В конце концов он был арестован и просидел пять месяцев в тюрьме. Никаких определенных обвинений предъявлено ему не было, иначе он из тюрьмы не вышел бы. Но немцы были осведомлены о его прошлом, знали, что он либерал, демократ, масон, и не без основания причисляли его к своим противникам. Если не ошибаюсь, это Геббельсу принадлежит изречение: «Когда при мне произносят слово «культура», я схватываюсь за револьвер». По счастью, до револьвера в данном случае не дошло: легко могло и дойти.
К послевоенным месяцам относится эпизод, возбудивший очень много толков, а у тех друзей Маклакова, которые находились вне Франции, вызвавший и тягостное недоумение: визит его во главе группы единомышленников к советскому послу Богомолову.
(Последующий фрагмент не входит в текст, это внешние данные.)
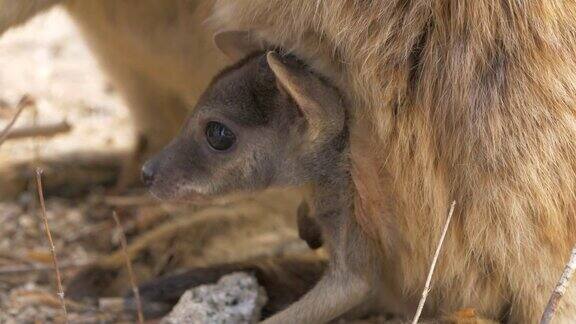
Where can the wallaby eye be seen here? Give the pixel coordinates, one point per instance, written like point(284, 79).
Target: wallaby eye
point(219, 136)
До сих пор еще споры об этом свидании не вполне прекратились. Приходится порой читать, что это было нечто вроде эмигрантской Каноссы или что в Париже возникло тогда ура–патриотическое настроение, коллективное помешательство — «Гром победы раздавайся» — и так далее.
Давно пора бы сделать некоторые разъяснения и уточнения. Маклаков сам признал, что визит к Богомолову был ошибкой, и все, кто в советское посольство его сопровождал, – за одним или двумя исключениями – признали это тоже. Но тем, кто в политическом легкомыслии Маклакова обвиняет, надо бы понять, почему ошибка произошла.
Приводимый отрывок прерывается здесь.